The U.S. and Soviet Olympic committees will sign on Sunday an accord providing for exchanges of athletes, coaches and training camp visits over the next three years leading up to the 1988 Summer Games in Seoul.

U.S. Olympic spokesman Mike Moran said, "We hope it will establish a climate that will lead to a return of Olympic participation" by the Soviets, although the agreement contains no such Soviet commitment.

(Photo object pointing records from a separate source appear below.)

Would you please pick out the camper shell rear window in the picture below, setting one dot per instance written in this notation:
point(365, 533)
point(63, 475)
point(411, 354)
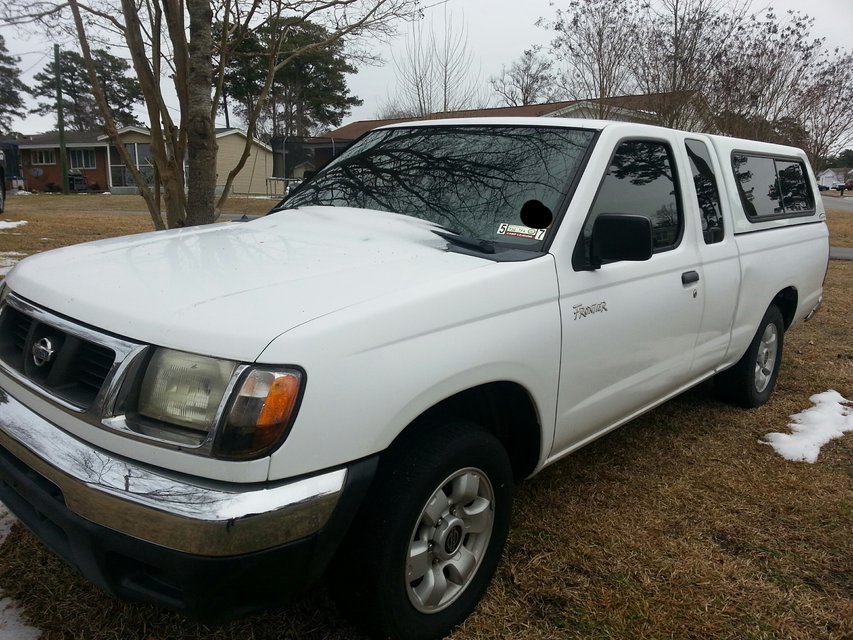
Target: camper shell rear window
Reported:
point(772, 187)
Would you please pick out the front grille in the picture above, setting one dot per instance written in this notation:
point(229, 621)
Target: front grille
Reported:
point(67, 366)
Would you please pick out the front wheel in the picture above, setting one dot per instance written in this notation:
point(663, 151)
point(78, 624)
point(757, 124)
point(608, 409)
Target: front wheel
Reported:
point(751, 381)
point(425, 547)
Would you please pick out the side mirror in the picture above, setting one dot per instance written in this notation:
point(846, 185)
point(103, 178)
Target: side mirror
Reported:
point(617, 237)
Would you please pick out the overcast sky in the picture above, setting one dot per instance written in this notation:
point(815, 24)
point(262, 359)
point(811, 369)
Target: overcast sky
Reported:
point(498, 32)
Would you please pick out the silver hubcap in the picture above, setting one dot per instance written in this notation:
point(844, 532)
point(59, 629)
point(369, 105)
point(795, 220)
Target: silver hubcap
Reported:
point(449, 540)
point(766, 360)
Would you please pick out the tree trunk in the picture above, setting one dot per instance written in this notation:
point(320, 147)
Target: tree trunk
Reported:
point(201, 135)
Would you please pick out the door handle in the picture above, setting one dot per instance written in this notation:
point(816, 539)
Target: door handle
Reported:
point(689, 277)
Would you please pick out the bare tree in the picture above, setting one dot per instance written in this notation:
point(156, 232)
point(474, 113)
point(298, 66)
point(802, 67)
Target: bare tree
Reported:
point(759, 81)
point(827, 107)
point(435, 74)
point(593, 45)
point(528, 80)
point(173, 40)
point(684, 42)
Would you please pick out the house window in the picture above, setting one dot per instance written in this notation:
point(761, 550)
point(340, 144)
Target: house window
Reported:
point(81, 158)
point(43, 157)
point(140, 156)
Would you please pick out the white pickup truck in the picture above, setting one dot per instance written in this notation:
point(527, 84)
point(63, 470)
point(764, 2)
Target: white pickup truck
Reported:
point(211, 418)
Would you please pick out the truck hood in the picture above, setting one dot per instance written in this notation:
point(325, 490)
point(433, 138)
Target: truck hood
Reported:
point(228, 290)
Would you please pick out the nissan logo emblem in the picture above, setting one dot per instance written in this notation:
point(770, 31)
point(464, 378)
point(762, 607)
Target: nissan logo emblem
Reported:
point(43, 352)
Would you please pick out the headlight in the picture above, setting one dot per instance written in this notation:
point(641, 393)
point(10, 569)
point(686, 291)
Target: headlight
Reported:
point(184, 389)
point(189, 391)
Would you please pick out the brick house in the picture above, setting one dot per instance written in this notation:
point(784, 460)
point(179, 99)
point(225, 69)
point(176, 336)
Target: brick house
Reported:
point(94, 165)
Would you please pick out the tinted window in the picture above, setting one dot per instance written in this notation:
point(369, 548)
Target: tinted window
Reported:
point(473, 179)
point(771, 187)
point(707, 193)
point(640, 180)
point(796, 195)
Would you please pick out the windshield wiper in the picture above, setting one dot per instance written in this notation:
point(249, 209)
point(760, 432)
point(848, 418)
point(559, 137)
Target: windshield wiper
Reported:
point(484, 246)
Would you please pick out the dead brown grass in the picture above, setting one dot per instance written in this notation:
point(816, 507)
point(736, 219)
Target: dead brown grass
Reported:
point(679, 525)
point(840, 225)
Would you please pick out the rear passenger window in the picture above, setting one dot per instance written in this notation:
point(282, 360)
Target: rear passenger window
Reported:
point(707, 193)
point(640, 181)
point(771, 187)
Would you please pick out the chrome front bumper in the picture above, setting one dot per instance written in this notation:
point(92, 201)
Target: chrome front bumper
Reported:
point(178, 512)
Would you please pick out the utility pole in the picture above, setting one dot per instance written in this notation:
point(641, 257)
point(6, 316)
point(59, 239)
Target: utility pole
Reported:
point(60, 121)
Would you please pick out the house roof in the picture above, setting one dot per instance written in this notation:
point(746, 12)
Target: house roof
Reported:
point(50, 140)
point(635, 103)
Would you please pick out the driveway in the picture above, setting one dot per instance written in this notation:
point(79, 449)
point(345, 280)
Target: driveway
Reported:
point(835, 202)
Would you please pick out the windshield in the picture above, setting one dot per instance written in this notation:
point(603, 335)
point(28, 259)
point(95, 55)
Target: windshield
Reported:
point(473, 179)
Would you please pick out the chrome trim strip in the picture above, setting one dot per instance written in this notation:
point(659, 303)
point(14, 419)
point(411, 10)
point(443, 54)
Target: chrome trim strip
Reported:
point(123, 348)
point(179, 512)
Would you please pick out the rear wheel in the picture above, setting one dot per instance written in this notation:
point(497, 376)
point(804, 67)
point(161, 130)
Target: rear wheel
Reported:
point(751, 381)
point(427, 543)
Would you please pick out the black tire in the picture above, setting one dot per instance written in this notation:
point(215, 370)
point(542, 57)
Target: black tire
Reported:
point(751, 381)
point(375, 579)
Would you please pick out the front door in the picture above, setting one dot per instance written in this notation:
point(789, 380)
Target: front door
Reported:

The Soviets declined to particpate in the 1984 Olympic Games held in Los Angeles. The United States boycotted the 1980 Summer Olympics in Moscow because of the Soviet invasion of Afghanistan.

Moran said informal indications about Soviet participation in the 1988 Games are positive. State Department officials agreed, but said a definite Soviet decision is unlikely until much nearer the event, which could be complicated by the continuing confrontation of U.S. ally South Korea, where the Games are to be held, with Soviet ally North Korea.

Marat Gramov, head of the Soviet National Olympic Committee, is to sign the accord with U.S. Olympic Committee President Robert H. Helmick in a colorful ceremony at Indianapolis in the presence of International Olympic Committee President Juan Antonio Samaranch.

Indianapolis was chosen for the event because it is the site of the 1987 Pan American Games, one of the major international sporting events leading up to the 1988 Olympics.

An official of the Indianapolis committee said he hoped the Soviet presence in Indianapolis and the U.S.-Soviet sporting accord would encourage Cuba to participate in the Pan-American Games.

Because only teams from this hemisphere are eligible, Soviet athletes will not be involved in the Indianapolis Games.

The accord to be signed Sunday contains, among other things, authorization for reciprocal visits to the training sites in the two countries for Olympic athletes and exchange of sports medicine personnel and information.

Soviet athletes, coaches and officials are expected to visit the three U.S. camps at Lake Placid, N.Y., Colorado Springs and Marquette, Mich. The Soviets are reported to have a large number of such camps and an extensive athlete preparation program.

Moran said U.S. and Soviet athletes whose exchange would be fostered by the new accord would probably put on exhibition matches during their visits to the other country.